What we get in the movie, directed by Alan Taylor from a script by “Sopranos” capo David Chase and Lawrence Konner, is two hours of reach exceeding grasp, a jumble of moments that often only toggle between the exasperating and repellent.
The movie opens with an evocative crane shot, that turns into a dolly shot, of a cemetery; the voices of the dead on a rainy afternoon crowd the soundtrack. One voice begins to take over: that of Christopher Moltisanti (Michael Imperioli, of the series, contributes his voice), who discusses his life and its end. “He choked me to death,” he says flatly about a key character from the series. This arguably teases the notion that here, you will find out why. At least if you don’t know the series. If you do know the series, you do know why. Or at least you know it takes place in a world where “whys” can be provisional, fleeting, flaky, in part because it’s a world of psychopaths, not to put too fine a point on it.

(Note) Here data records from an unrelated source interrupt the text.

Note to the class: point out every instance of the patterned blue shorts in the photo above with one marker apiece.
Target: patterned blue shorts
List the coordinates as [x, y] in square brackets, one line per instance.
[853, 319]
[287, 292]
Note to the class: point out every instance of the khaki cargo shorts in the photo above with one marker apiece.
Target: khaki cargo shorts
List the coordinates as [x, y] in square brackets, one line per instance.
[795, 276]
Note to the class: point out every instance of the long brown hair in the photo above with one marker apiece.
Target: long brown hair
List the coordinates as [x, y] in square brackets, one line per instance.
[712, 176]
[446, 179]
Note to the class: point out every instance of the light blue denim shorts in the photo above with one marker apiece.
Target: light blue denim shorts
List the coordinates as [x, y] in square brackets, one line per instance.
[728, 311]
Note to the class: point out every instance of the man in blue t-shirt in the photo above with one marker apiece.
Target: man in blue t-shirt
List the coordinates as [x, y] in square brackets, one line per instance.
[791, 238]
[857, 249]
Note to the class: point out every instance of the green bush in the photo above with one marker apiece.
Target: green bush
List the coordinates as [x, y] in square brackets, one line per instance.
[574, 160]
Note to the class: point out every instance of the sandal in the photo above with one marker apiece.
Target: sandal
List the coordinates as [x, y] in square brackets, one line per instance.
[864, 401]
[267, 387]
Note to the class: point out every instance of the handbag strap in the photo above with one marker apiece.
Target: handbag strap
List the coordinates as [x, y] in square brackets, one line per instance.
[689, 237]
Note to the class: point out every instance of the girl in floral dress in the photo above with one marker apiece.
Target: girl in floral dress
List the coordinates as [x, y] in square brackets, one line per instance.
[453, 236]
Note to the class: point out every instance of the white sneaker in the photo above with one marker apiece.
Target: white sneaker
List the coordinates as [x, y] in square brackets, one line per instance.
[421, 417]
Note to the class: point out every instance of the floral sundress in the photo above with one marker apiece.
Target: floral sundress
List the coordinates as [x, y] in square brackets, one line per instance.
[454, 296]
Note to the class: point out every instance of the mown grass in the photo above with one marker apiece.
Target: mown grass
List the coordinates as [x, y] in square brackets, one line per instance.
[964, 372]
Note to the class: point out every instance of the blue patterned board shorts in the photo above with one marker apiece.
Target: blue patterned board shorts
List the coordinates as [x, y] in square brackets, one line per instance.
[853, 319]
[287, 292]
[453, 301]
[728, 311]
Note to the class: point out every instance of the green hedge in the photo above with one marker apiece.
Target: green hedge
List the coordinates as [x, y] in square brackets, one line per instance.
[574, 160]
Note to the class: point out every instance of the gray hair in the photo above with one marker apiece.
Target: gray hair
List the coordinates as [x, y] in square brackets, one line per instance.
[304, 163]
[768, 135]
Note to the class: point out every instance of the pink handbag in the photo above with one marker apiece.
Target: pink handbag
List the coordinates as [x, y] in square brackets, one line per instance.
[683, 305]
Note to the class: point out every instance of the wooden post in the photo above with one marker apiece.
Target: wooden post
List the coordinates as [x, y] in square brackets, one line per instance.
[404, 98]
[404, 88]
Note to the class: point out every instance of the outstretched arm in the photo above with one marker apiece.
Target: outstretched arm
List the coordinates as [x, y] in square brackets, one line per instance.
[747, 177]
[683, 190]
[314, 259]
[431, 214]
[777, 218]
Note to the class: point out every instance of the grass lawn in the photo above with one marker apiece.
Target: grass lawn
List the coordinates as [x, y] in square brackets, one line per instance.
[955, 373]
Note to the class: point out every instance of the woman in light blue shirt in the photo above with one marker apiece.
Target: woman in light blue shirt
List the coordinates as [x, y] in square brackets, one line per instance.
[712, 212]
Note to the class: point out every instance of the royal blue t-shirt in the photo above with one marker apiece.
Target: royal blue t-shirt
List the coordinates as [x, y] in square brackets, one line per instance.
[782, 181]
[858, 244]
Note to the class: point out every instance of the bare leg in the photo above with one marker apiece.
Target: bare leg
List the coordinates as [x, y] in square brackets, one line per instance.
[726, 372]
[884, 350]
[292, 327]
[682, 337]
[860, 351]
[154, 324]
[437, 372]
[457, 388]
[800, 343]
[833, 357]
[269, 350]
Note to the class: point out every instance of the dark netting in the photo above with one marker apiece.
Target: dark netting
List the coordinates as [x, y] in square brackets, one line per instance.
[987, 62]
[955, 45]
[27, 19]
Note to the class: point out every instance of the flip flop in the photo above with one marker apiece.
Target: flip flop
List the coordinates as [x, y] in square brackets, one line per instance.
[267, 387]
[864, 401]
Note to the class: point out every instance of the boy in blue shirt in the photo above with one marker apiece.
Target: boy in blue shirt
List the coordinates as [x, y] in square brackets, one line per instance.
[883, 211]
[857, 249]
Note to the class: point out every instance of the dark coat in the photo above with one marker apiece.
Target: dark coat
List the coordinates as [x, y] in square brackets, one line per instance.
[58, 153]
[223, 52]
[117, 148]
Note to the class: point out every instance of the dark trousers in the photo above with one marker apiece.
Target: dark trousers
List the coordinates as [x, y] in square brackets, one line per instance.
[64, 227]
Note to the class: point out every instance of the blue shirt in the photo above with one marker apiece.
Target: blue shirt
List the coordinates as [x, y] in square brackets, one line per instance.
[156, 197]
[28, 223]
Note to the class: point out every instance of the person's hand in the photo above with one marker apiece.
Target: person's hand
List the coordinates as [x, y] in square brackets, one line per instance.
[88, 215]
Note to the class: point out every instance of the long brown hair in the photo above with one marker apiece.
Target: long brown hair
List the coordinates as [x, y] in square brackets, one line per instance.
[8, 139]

Is psychopathy hereditary? One can’t really say. One can say that both Dickie Moltisanti, Christopher’s father, and “Hollywood” Dick Moltisanti are guys with one if not more screws loose; brash, violent, impulsive men. “Hollywood” steps off a boat from Italy with a trophy wife maybe a third his age who catches younger Dickie’s eye, but one doesn’t make too much of it because one can’t really. Soon we’re getting a peek into a part of the family business, a numbers-running operation aided and abetted by some African-American hustlers, chief among them Leslie Odom, Jr.’s Harold. In a dispiriting early example of the all-caps EXPOSITIONAL dialogue, one character in an African-American home proclaims, “The numbers are the only way black folks got to get out of this sinkhole city.” Thanks for the tip.
As the series “The Sopranos” evolved, growing in smarts and refinement even before its first season concluded, its expansiveness allowed for more and more authorial detachment and performance nuance. The viewer was afforded the opportunity to step back and really feel the humanity of characters that persisted beyond the awful actions those characters so frequently committed. One of my favorite “Sopranos” moments is at the end of the seventh episode, in which Tony makes ice cream sundaes for himself and A.J. Aside from being a virtuosic bit of acting from James Gandolfini, there’s a powerful sense of affinity and restfulness here that makes the viewer understand there are some laudable values that Tony has some connection to. For now. There’s none of that in “Many Saints.” While the film strives, none too mightily, to establish a duality for Dickie Moltisanti, Alessandro Nivola’s performance in the role never catches enough of a groove to make such an idea signify.